You are viewing a plain text version of this content. The canonical link for it is here.
Posted to dev@ctakes.apache.org by "Finan, Sean" <Se...@childrens.harvard.edu> on 2020/07/29 17:31:33 UTC

Re: Clarification regarding NegationFSM [EXTERNAL] [EXTERNAL] [EXTERNAL]

Hi Tomasz,

As far as I know there aren't any upcoming releases planned.

Sean
________________________________________
From: Tomasz Oliwa <ol...@uchicago.edu>
Sent: Wednesday, July 29, 2020 1:17 PM
To: dev@ctakes.apache.org
Subject: Re: Clarification regarding NegationFSM [EXTERNAL] [EXTERNAL] [EXTERNAL]

* External Email - Caution *


Sean,

Since you mention a new release, is there any expected time for a new stable cTAKES release? An up-to-date stable release for the user installation would be appreciated I think.

Regards,
Tomasz

________________________________________
From: Finan, Sean <Se...@childrens.harvard.edu>
Sent: Friday, July 24, 2020 10:45 AM
To: dev@ctakes.apache.org
Subject: Re: Clarification regarding NegationFSM [EXTERNAL] [EXTERNAL]

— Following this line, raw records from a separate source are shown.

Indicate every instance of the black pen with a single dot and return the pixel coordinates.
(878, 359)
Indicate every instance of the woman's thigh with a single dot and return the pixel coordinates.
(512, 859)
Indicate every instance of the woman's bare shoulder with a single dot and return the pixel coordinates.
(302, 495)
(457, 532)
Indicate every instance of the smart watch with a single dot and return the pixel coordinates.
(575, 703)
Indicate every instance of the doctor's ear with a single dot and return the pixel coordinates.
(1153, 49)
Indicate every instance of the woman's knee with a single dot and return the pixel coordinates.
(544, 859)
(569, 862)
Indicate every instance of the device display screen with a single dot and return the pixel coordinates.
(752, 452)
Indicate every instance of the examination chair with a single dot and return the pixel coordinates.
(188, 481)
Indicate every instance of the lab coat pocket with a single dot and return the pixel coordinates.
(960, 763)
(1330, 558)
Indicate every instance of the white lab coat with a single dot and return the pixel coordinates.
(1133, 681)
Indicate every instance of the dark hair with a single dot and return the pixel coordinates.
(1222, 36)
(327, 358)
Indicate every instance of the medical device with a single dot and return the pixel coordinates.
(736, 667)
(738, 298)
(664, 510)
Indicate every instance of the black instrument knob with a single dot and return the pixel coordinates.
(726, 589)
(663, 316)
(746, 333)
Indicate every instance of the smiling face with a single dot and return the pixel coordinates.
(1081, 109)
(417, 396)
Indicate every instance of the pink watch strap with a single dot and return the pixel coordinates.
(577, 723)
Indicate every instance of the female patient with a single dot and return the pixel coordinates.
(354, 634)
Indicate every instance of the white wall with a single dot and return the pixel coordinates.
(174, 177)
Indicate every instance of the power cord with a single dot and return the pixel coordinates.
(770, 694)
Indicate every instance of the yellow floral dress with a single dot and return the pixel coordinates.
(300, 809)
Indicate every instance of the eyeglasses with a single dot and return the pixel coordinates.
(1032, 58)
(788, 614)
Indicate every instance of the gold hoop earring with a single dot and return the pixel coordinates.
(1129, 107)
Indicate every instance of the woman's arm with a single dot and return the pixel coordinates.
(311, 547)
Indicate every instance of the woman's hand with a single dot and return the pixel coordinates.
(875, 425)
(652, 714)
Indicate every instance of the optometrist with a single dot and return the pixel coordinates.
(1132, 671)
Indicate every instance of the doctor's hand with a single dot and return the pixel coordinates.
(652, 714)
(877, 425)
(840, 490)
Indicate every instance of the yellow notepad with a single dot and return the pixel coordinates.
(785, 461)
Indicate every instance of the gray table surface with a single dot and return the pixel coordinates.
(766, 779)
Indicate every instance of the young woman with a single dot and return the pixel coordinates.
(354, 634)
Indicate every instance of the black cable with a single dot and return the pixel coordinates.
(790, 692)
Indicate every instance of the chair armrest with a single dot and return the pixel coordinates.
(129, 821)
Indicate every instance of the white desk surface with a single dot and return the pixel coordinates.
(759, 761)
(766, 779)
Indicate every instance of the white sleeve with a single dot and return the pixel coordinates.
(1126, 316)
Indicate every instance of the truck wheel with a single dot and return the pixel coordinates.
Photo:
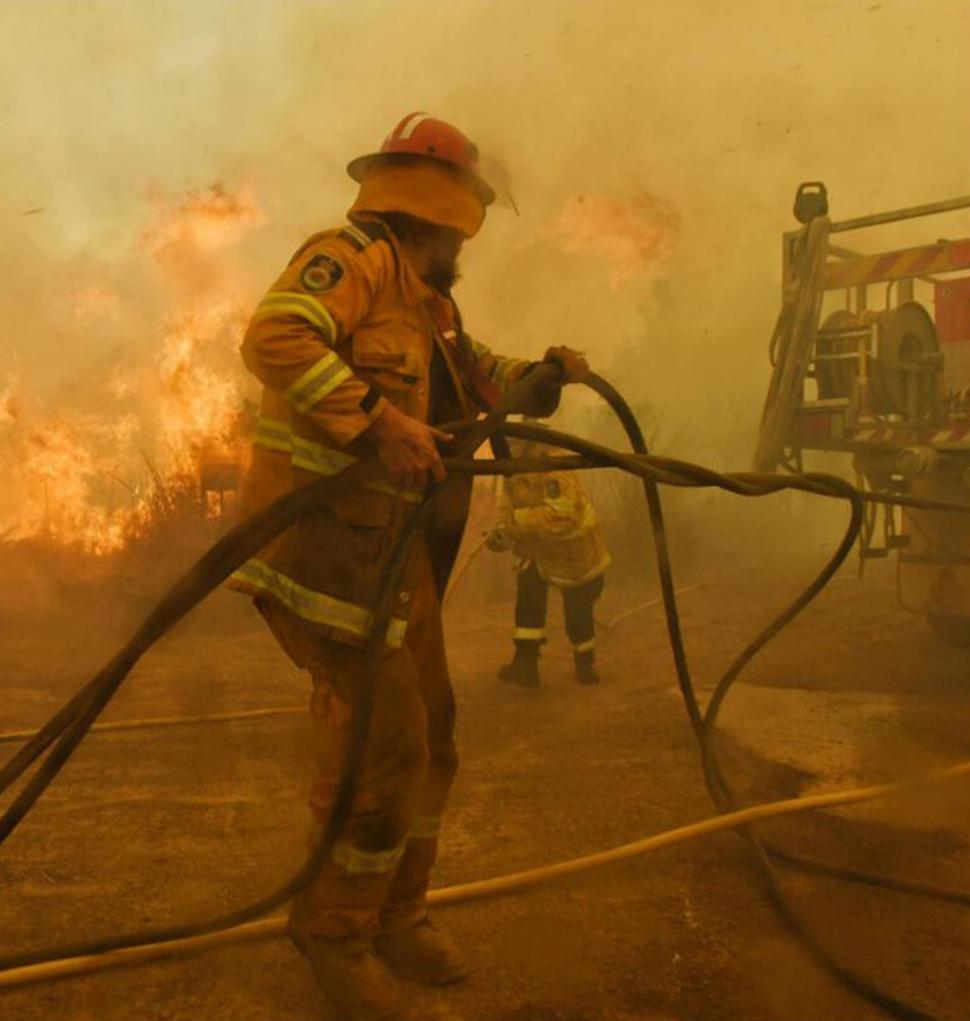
(953, 630)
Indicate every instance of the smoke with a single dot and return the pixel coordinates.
(651, 151)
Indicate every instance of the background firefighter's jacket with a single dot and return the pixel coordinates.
(348, 327)
(549, 521)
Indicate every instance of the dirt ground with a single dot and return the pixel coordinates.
(151, 827)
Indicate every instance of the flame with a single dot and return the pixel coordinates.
(96, 480)
(633, 236)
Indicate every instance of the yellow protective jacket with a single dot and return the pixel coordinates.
(551, 523)
(347, 327)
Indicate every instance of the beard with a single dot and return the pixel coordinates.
(443, 275)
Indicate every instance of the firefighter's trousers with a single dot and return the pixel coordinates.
(378, 874)
(578, 602)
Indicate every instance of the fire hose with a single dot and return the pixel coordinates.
(67, 727)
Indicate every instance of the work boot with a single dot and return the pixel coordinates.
(524, 669)
(357, 984)
(419, 953)
(585, 671)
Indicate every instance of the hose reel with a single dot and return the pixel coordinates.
(903, 359)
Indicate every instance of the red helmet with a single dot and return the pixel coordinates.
(423, 136)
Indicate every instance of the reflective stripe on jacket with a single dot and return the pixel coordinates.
(346, 328)
(552, 524)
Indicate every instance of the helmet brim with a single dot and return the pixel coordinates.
(357, 167)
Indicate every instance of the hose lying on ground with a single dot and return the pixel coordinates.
(462, 893)
(67, 727)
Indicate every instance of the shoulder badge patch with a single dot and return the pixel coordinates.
(322, 273)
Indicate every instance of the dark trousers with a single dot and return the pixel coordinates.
(578, 602)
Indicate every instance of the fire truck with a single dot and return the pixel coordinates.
(871, 357)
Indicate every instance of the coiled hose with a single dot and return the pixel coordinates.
(67, 727)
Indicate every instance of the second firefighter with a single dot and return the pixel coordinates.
(547, 520)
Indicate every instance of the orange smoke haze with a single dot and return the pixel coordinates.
(631, 236)
(652, 150)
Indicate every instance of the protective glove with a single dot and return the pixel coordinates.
(575, 368)
(497, 541)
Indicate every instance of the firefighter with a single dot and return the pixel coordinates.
(549, 523)
(360, 350)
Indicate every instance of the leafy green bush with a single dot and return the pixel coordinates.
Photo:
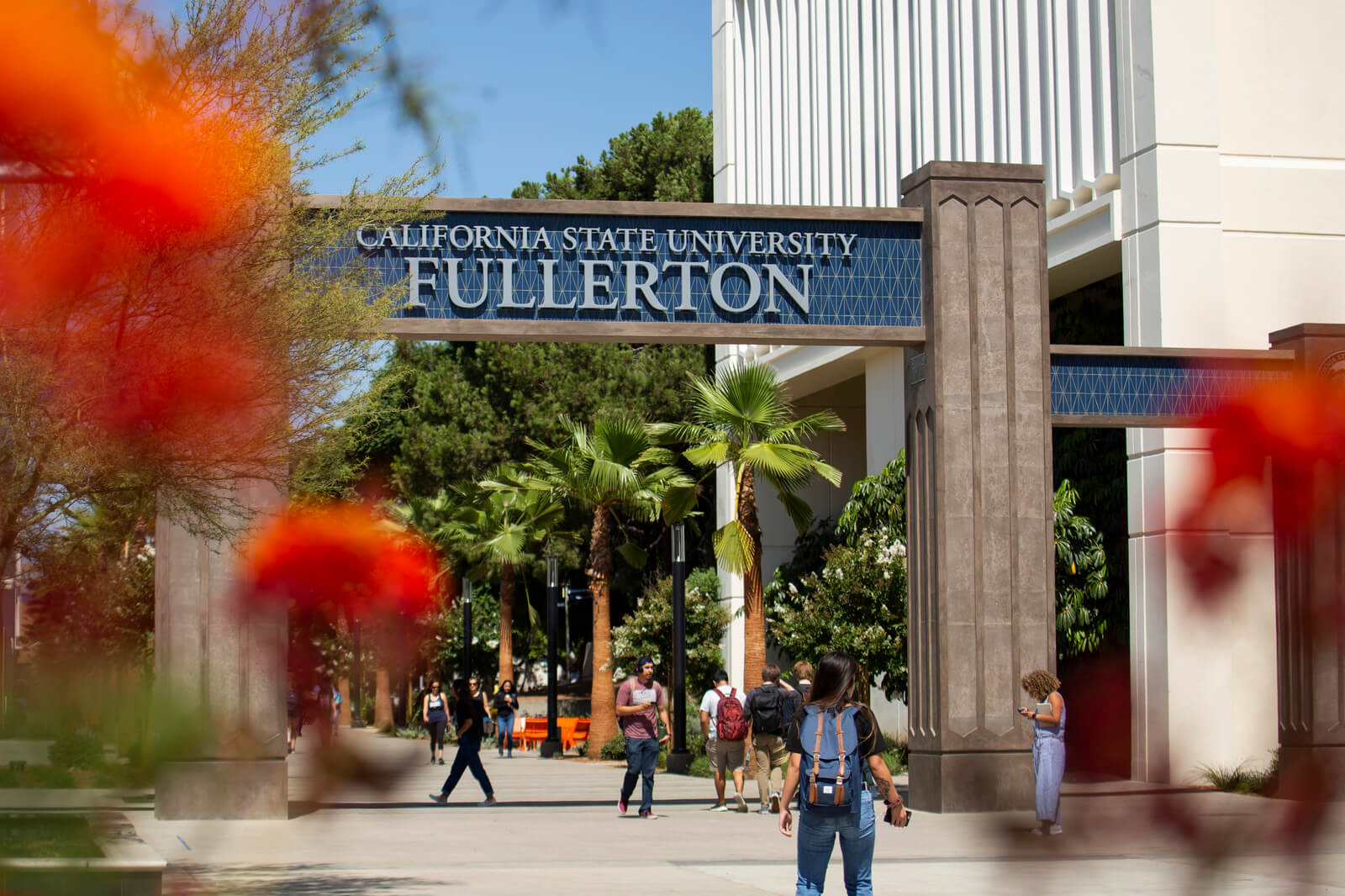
(649, 630)
(76, 750)
(1242, 779)
(51, 777)
(614, 750)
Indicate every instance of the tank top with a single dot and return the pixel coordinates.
(436, 708)
(1053, 732)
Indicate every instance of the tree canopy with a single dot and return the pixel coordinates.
(670, 159)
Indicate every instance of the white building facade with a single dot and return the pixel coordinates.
(1194, 147)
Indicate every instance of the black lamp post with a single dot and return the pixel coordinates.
(679, 757)
(551, 746)
(467, 629)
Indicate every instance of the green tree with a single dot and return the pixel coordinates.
(670, 159)
(857, 604)
(611, 470)
(647, 630)
(878, 502)
(1080, 579)
(163, 363)
(744, 419)
(495, 522)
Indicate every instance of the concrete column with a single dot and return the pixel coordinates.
(979, 514)
(1309, 603)
(221, 674)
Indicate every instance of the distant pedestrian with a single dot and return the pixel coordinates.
(468, 714)
(293, 716)
(1048, 747)
(770, 708)
(726, 750)
(804, 680)
(831, 741)
(506, 704)
(639, 704)
(435, 714)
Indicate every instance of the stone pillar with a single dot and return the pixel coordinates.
(221, 674)
(1309, 602)
(978, 459)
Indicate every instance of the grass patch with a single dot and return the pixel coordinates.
(50, 777)
(38, 837)
(1242, 779)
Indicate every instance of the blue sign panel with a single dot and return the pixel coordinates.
(494, 266)
(1157, 387)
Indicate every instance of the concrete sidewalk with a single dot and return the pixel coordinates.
(557, 831)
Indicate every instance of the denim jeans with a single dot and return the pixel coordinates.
(642, 757)
(504, 734)
(817, 835)
(468, 757)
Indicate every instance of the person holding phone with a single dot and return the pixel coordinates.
(1048, 746)
(641, 704)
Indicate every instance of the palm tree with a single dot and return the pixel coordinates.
(494, 522)
(612, 468)
(746, 420)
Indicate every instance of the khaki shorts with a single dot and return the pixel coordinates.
(725, 754)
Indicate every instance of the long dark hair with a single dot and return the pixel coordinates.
(834, 681)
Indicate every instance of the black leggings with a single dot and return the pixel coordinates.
(436, 736)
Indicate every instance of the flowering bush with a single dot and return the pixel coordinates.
(857, 604)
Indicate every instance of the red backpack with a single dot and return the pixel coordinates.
(730, 720)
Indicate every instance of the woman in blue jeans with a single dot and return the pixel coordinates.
(833, 689)
(468, 714)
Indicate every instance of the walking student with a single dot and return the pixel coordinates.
(639, 704)
(468, 714)
(770, 708)
(1048, 747)
(435, 714)
(725, 730)
(506, 704)
(831, 743)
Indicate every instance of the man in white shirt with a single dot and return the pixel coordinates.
(724, 752)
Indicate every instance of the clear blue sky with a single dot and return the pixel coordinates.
(524, 87)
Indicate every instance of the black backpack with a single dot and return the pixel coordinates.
(768, 709)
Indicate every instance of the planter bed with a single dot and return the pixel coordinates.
(76, 855)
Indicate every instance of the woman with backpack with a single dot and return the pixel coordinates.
(834, 801)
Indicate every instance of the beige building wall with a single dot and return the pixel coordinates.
(1197, 147)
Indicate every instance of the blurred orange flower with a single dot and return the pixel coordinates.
(345, 556)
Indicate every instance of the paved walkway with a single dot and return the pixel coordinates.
(557, 831)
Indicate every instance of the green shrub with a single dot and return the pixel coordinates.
(76, 751)
(614, 748)
(51, 777)
(1242, 779)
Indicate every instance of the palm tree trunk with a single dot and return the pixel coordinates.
(603, 696)
(753, 600)
(382, 700)
(506, 672)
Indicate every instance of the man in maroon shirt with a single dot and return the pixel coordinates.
(636, 703)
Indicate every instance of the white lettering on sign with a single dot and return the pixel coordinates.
(775, 269)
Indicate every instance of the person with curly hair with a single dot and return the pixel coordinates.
(1048, 747)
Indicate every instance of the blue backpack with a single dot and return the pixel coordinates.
(831, 777)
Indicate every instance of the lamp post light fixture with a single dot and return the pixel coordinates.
(467, 629)
(679, 757)
(551, 746)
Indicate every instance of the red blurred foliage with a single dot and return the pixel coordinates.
(125, 221)
(1295, 428)
(345, 557)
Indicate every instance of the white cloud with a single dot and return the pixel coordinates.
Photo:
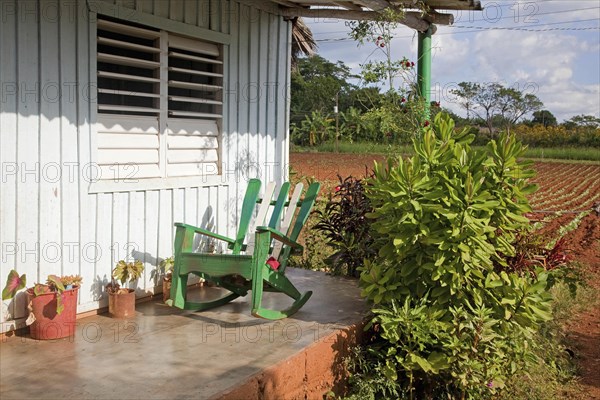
(562, 67)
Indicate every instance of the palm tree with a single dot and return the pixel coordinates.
(303, 41)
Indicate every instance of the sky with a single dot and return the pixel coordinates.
(545, 47)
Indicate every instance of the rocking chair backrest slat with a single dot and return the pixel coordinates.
(279, 205)
(289, 216)
(265, 204)
(247, 212)
(305, 208)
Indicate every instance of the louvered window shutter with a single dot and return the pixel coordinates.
(130, 80)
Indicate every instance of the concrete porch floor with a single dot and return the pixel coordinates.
(167, 353)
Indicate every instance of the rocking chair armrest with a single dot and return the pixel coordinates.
(275, 234)
(206, 232)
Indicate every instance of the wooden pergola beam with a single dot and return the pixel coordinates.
(412, 19)
(348, 5)
(376, 5)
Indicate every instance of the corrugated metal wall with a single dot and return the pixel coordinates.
(50, 222)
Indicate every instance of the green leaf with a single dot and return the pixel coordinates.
(423, 363)
(14, 283)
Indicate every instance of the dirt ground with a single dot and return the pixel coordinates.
(564, 191)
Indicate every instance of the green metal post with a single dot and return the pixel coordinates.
(424, 68)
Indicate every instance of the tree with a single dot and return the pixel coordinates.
(585, 121)
(466, 93)
(543, 117)
(485, 103)
(492, 102)
(314, 85)
(513, 105)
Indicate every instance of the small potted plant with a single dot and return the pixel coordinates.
(121, 301)
(166, 266)
(52, 305)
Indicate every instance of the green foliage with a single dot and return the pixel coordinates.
(345, 228)
(552, 136)
(496, 105)
(14, 283)
(127, 271)
(314, 129)
(316, 251)
(444, 214)
(54, 283)
(314, 86)
(543, 117)
(444, 220)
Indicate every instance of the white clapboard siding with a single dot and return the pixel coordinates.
(40, 131)
(192, 127)
(192, 142)
(127, 147)
(192, 147)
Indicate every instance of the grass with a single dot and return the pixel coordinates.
(539, 153)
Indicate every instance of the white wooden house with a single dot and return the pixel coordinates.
(120, 117)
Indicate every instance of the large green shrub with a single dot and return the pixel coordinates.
(450, 320)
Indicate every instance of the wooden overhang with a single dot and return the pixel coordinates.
(419, 15)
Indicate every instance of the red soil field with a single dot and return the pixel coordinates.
(565, 190)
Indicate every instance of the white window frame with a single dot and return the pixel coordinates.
(170, 27)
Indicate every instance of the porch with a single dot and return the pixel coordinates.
(223, 353)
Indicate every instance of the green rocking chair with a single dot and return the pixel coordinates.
(258, 265)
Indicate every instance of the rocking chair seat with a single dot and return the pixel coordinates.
(240, 273)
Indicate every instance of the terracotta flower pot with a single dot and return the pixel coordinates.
(122, 303)
(48, 324)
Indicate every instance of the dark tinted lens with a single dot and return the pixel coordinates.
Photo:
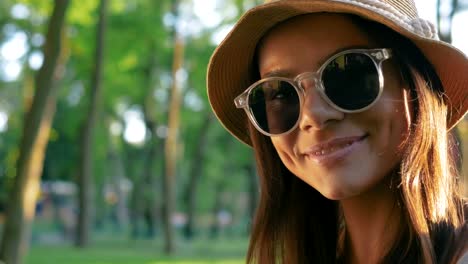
(275, 106)
(351, 81)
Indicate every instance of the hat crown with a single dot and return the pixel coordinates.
(405, 7)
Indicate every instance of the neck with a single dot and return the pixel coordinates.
(372, 223)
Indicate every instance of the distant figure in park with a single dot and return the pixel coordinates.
(348, 104)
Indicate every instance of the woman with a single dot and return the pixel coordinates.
(347, 106)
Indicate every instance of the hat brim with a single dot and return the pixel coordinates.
(231, 65)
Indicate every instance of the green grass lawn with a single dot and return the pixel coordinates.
(222, 251)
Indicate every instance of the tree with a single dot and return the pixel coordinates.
(38, 119)
(85, 177)
(172, 136)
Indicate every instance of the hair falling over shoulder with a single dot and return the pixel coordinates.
(296, 224)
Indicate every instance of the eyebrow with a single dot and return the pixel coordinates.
(286, 73)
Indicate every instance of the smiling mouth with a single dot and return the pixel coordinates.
(334, 149)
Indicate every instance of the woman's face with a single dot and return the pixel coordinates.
(340, 155)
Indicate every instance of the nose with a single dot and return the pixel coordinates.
(316, 113)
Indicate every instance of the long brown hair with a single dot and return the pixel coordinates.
(296, 224)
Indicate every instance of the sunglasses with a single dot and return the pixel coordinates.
(350, 81)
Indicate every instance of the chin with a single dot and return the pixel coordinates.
(335, 194)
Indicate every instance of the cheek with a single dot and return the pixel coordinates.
(285, 147)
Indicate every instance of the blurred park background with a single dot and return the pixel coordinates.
(109, 150)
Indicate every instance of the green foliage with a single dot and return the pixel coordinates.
(141, 252)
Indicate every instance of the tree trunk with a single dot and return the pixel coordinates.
(171, 140)
(38, 119)
(195, 174)
(85, 186)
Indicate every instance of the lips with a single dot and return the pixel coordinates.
(334, 149)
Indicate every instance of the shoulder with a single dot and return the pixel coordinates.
(462, 256)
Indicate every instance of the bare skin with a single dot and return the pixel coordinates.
(359, 179)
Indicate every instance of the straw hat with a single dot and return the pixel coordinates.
(231, 65)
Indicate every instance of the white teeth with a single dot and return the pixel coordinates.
(331, 149)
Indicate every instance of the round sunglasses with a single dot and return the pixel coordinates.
(351, 81)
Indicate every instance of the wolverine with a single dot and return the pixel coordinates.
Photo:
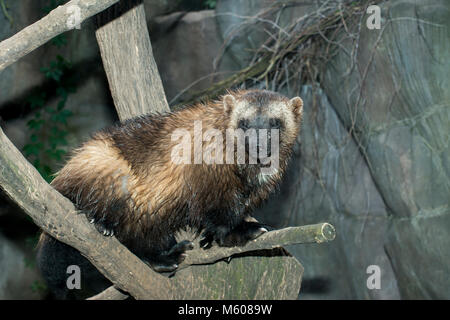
(125, 181)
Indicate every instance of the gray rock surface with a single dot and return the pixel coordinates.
(186, 46)
(401, 117)
(16, 279)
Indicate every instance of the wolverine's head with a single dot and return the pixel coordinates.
(273, 118)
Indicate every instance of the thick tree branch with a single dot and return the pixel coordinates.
(316, 233)
(56, 22)
(57, 216)
(135, 84)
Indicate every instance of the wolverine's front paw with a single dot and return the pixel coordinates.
(243, 233)
(168, 261)
(104, 228)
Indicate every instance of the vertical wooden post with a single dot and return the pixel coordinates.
(127, 55)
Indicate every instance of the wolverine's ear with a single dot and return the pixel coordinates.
(228, 103)
(297, 106)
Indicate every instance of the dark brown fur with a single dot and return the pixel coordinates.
(126, 183)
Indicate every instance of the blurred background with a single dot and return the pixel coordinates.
(372, 157)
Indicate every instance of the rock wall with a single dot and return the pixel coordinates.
(373, 154)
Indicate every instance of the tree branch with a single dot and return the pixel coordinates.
(58, 217)
(135, 84)
(316, 233)
(53, 24)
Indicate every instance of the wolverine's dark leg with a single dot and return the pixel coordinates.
(53, 260)
(169, 259)
(237, 235)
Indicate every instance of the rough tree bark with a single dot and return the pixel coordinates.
(55, 23)
(126, 50)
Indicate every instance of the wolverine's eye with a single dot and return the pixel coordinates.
(275, 123)
(243, 124)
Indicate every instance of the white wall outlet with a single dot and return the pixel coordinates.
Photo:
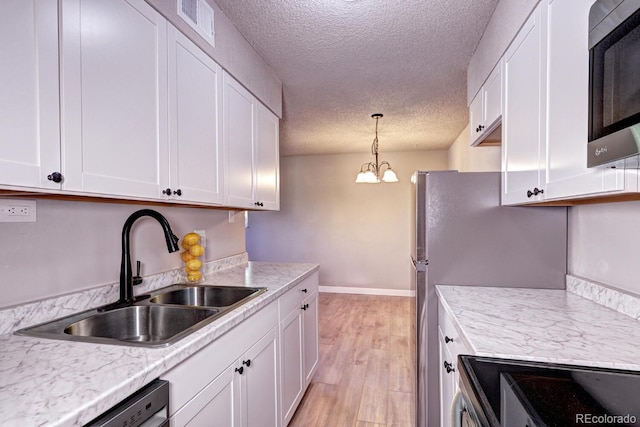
(17, 210)
(203, 237)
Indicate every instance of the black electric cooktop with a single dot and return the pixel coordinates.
(506, 393)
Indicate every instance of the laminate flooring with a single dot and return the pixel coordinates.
(366, 371)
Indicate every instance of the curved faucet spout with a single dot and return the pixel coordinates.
(126, 274)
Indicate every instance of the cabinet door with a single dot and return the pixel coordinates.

I don't think that anybody does.  It is not in the release, not documented, not necessarily ready for widespread use, etc.  Everything associated with types List and ListEntry is new.

Hopefully when ctakes 4.0.1 ( should be 5.0 at this point ) is released these types will be much more usable.

Sean
________________________________________
From: Peter Abramowitsch <pa...@gmail.com>
Sent: Friday, July 24, 2020 10:50 AM
To: dev@ctakes.apache.org
Subject: Re: Clarification regarding NegationFSM [EXTERNAL] [EXTERNAL]

* External Email - Caution *


Thanks Sean.  I didn't know about that annotator.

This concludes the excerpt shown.